Я заплакала от злости, бессилия и беспокойства. А через полчаса получила в чате сообщение: «Прости, я немного сорвался. Просто было обидно. Все будет хорошо: с сентября я снова стану жить дома, ходить в институт и с удовольствием есть твою еду каждый вечер. Просто дай мне закончить мое последнее несовершеннолето по-подростковому. Все будет хорошо, я обещаю. Я люблю этих людей и хочу проводить время с ними, но ты все еще моя мама, и я люблю тебя ничуть не меньше. Просто иногда я хочу уйти ненадолго, как всегда и у всех бывает, а потом вернуться к тебе. Я никуда от тебя не денусь и не буду любить тебя меньше.
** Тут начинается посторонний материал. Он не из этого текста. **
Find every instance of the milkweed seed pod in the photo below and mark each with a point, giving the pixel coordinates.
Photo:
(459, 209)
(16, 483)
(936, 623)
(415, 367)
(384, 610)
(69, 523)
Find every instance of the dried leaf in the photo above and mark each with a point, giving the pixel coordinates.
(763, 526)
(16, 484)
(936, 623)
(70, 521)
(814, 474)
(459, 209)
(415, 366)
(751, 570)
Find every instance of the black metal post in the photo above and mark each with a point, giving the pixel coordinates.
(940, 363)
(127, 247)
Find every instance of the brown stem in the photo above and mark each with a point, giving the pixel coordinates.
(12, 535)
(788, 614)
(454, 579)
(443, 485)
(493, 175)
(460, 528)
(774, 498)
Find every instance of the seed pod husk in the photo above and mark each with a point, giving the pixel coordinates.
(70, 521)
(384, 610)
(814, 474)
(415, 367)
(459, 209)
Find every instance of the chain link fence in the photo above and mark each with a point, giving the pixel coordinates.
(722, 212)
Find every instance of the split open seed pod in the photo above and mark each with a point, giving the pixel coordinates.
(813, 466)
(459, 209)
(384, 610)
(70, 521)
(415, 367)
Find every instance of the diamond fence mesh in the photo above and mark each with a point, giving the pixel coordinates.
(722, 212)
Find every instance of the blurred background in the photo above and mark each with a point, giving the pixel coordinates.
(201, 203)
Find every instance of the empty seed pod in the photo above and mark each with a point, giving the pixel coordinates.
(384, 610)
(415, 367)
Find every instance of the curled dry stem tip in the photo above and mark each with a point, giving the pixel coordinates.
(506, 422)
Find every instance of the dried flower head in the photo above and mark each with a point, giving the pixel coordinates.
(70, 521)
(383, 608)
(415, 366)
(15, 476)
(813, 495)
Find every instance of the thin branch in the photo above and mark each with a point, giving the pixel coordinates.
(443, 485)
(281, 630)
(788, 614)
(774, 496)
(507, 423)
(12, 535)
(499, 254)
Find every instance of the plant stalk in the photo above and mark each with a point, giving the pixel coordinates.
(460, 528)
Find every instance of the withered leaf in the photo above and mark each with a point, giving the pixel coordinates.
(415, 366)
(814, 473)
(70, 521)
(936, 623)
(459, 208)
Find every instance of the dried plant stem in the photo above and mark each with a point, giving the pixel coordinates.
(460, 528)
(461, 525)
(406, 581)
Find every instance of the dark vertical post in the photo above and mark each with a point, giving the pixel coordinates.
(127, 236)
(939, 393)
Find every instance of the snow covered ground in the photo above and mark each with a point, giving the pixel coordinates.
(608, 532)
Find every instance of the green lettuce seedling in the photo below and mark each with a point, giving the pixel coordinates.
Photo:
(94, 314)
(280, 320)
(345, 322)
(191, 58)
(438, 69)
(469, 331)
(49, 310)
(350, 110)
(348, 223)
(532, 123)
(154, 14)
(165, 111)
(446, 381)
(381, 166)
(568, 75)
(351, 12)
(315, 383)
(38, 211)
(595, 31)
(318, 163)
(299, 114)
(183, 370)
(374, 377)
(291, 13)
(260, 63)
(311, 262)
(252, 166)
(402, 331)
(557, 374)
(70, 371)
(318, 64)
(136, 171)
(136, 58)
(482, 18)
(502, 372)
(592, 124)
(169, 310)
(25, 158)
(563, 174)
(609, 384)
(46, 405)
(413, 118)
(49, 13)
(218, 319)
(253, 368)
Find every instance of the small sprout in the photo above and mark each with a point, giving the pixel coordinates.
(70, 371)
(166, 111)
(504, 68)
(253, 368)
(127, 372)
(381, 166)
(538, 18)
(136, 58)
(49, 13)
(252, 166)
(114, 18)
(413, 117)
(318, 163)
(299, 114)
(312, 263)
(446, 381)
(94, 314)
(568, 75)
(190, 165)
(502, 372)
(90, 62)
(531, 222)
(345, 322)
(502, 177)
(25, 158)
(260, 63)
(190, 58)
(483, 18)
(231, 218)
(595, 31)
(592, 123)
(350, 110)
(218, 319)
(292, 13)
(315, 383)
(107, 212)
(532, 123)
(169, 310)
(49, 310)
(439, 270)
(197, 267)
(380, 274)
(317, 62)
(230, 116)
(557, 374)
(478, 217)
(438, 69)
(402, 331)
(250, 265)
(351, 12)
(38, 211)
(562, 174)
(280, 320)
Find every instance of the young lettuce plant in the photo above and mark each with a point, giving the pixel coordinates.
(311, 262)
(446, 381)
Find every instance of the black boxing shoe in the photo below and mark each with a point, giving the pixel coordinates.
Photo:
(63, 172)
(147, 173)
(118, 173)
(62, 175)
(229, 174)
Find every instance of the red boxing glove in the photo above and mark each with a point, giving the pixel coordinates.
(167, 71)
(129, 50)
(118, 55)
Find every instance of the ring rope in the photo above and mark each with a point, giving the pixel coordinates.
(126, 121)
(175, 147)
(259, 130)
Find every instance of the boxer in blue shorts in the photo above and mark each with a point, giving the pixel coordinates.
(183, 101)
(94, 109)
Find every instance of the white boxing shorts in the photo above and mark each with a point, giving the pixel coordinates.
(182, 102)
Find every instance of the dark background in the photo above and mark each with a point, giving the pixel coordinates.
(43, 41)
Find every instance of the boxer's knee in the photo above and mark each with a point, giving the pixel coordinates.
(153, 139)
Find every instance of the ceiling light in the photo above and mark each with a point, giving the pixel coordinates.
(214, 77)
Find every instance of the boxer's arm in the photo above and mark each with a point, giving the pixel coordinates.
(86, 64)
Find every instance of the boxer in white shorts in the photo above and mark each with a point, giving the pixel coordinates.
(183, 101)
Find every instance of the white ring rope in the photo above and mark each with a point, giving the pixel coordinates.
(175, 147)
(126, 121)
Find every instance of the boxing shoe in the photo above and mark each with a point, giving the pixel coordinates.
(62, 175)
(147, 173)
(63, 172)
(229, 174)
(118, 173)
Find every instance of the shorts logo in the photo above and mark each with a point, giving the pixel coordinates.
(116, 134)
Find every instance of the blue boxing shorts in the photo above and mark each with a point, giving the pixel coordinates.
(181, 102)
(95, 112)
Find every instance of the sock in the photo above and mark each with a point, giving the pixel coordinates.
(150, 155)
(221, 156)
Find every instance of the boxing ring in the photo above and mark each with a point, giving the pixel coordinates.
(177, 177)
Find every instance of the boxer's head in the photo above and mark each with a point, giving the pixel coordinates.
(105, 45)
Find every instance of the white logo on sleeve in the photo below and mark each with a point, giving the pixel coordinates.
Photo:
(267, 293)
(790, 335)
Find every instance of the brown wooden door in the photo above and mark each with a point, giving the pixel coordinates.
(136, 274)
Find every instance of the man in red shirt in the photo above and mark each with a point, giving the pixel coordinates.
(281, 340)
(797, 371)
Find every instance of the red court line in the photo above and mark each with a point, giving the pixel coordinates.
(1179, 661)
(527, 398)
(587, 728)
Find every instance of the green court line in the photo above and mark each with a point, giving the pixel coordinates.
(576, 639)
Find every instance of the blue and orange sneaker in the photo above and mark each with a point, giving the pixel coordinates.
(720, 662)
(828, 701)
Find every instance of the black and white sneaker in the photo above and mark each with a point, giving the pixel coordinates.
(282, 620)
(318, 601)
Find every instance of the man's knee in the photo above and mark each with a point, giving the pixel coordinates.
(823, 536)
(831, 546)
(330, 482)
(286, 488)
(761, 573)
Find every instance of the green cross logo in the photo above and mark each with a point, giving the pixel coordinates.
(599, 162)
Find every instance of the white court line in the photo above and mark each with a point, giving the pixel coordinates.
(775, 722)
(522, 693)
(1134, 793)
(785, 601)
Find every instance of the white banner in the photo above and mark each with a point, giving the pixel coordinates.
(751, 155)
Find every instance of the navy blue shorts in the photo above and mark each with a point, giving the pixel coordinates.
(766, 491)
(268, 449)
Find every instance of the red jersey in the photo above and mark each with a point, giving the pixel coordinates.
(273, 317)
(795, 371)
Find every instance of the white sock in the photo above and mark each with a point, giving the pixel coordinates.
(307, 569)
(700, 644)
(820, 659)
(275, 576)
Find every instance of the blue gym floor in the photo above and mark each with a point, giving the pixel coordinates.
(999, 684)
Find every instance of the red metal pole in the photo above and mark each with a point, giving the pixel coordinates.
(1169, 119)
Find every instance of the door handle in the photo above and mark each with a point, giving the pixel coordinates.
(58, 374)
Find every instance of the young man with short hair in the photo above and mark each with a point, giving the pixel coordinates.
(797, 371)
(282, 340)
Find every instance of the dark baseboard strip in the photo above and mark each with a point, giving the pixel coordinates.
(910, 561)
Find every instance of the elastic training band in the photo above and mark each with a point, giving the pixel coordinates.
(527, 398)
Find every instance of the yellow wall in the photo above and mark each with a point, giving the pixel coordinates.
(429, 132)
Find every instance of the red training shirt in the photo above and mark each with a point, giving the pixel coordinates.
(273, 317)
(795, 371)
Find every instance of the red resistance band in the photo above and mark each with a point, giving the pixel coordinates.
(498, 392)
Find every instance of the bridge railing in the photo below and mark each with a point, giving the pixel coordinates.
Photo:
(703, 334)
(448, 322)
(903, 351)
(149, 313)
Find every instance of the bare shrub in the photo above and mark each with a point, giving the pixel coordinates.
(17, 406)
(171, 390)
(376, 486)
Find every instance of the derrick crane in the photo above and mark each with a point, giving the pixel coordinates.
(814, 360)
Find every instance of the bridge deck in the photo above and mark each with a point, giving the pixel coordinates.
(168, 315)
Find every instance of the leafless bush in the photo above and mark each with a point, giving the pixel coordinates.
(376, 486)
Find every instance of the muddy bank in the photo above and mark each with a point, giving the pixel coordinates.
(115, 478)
Не бойся. :З»

Наверное, я стала чересчур сентиментальна, потому что опять заплакала.

На следующий вечер сын вернулся домой, сожрал всю еду, до которой дотянулся, рассказал, что они праздновали день рождения одного парня, но он бы пришел бы часа на два раньше, если бы не надо было проводить девушку, которая живет где-то на дальних выселках. И все действительно было хорошо.
А утром он уже рычал и хамил по пустякам, заявляя в свое оправдание, что он подросток и ведет себя в соответствии с подростковым кодексом. Кажется, нервный срыв и правда остался позади.